As the film opens, we see a young couple screwing energetically underneath a poster of "Harold and Maude". I don't know about you, but I have trouble imagining a more promising first scene in a film. Turns out it is Diego Luna saying goodbye to his girlfriend Ana López Mercado, who is touring Italy for the summer with her girlfriend María Aura. Which brings us to the second scene, where Gael García Bernal, is similarly saying goodbye to to Aura for the summer. Bernal and Luna play best friends. After the girls leave, they despair of getting laid for the summer until, at a huge wedding, they meet Maribel Verdú, who is married to one of their cousins. She is several years older than them, but that fact doesn't stop them from hitting on her and offering to take her on a road trip to a mythical beach called Heaven's Mouth. Several days later, she discovers that her husband has been unfaithful, and takes them up on it.
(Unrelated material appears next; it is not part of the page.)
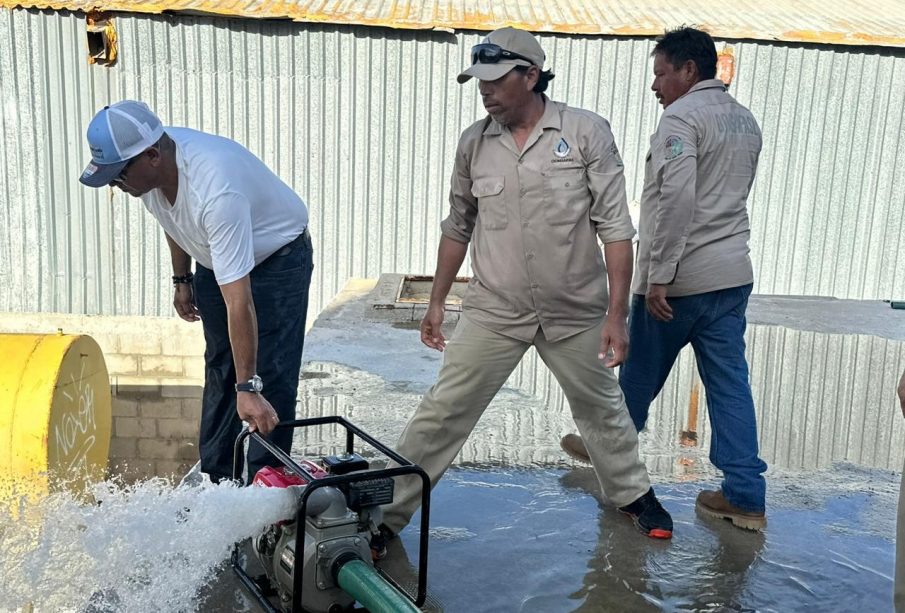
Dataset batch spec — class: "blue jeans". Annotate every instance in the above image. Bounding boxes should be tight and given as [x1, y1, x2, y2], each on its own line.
[193, 230, 314, 482]
[619, 284, 766, 512]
They get hurried directions from a friend to a distant beach, and pick Verdú up. Fortified with munchies and lots of drugs, the three are off on their adventure. Things get much more tense when sex rears its ugly head. First, Verdu sleeps with one of them. Unbeknownst to her, he picks that moment to tell his friend that he has slept with his girlfriend. Verdu assumes that she has caused the obvious rift in the friendship, and seduces the other to patch things up. After that, there are more admissions, a very bold threeway near the end, and then a conclusion that I did not see coming.

The sex is treated explicitly and honestly, the characters and their motivations are believable, the photography is excellent, and the social commentary about the class differences in Mexico comes through loud and clear, even though it is not done in a heavy-handed manner.

The Critics Vote

  • General consensus: three and a half stars. Ebert 4/4, Berardinelli 2.5/4, filmcritic.com 4/5. James Berardinelli was pretty much the only critic in the world to score the film this low.
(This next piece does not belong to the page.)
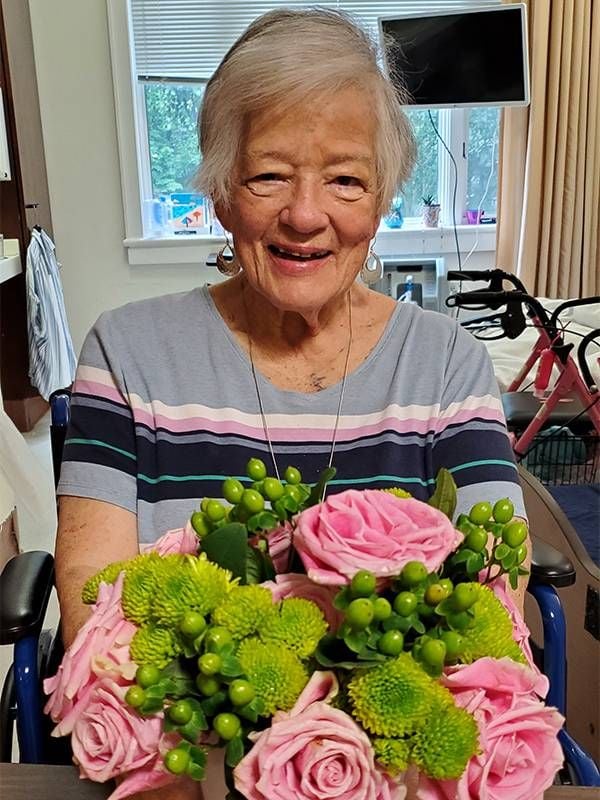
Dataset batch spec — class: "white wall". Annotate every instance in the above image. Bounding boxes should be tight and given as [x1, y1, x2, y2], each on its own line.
[28, 0, 211, 353]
  • UK consensus: three and a half stars Daily Mail 7/10, Daily Telegraph 8/10, The Guardian 9/10, The Observer 8/10, The Times 9/10, Evening Standard 8/10, The Sun 6/10, BBC 4/5

  • The film was nominated for the Golden Globe as the best foreign-language film. It won various prizes at international film festivals

The People Vote ...

  • with their dollars: made for a modest $5 million dollars, it grossed $13 million in the USA despite never appearing on as many as 300 screens. It set all box office records in Mexico.

 

IMDb guideline: 7.5 usually indicates a level of excellence, about like three and a half stars from the critics. 6.0 usually indicates lukewarm watchability, about like two and a half stars from the critics. The fives are generally not worthwhile unless they are really your kind of material, about like two stars from the critics. Films under five are generally awful even if you like that kind of film, equivalent to about one and a half stars from the critics or less, depending on just how far below five the rating is.
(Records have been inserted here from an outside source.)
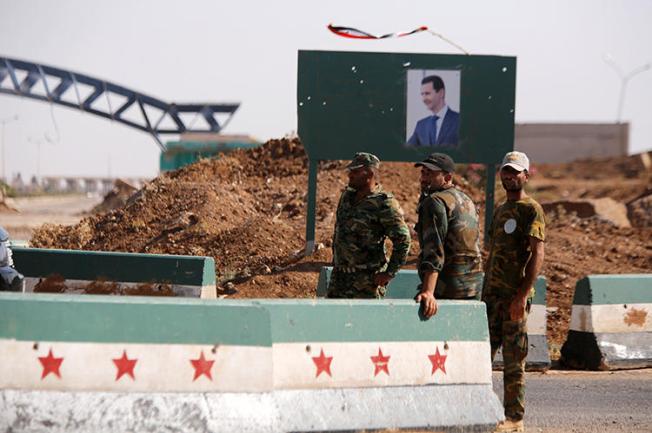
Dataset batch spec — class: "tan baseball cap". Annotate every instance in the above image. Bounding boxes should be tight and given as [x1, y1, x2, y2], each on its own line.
[501, 151, 530, 172]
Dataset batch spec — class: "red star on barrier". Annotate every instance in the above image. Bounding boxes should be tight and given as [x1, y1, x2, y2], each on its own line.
[428, 347, 447, 375]
[370, 348, 391, 376]
[38, 348, 64, 379]
[113, 350, 138, 381]
[190, 351, 215, 381]
[312, 348, 333, 377]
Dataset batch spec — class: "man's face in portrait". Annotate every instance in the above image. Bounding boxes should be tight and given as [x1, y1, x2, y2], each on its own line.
[420, 82, 445, 113]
My own guideline: A means the movie is so good it will appeal to you even if you hate the genre. B means the movie is not good enough to win you over if you hate the genre, but is good enough to do so if you have an open mind about this type of film. C means it will only appeal to genre addicts, and has no crossover appeal. D means you'll hate it even if you like the genre. E means that you'll hate it even if you love the genre. F means that the film is not only unappealing across-the-board, but technically inept as well.

Based on this description, Scoop says it is a C+ or B. "I would normally say C+, because mainstream viewers would not normally watch a film in Spanish with explicit male and female nudity, sex acts, masturbation, and homoeroticism. But it could be higher because this is a very, very good movie and it might just be good enough to draw in people who would normally be horrified by this level of explicitness, or who normally hate subtitled films. Anyway, who cares about the score? It's damned good". Tuna says, "Normally, the level of exposure and simulated sex, the fact that it is subtitled, and the fact that, superficially, this is a film for teenagers would cause me to score this a C+, but it is a total treat to anyone who will watch it with an open mind, and is therefore at least a B."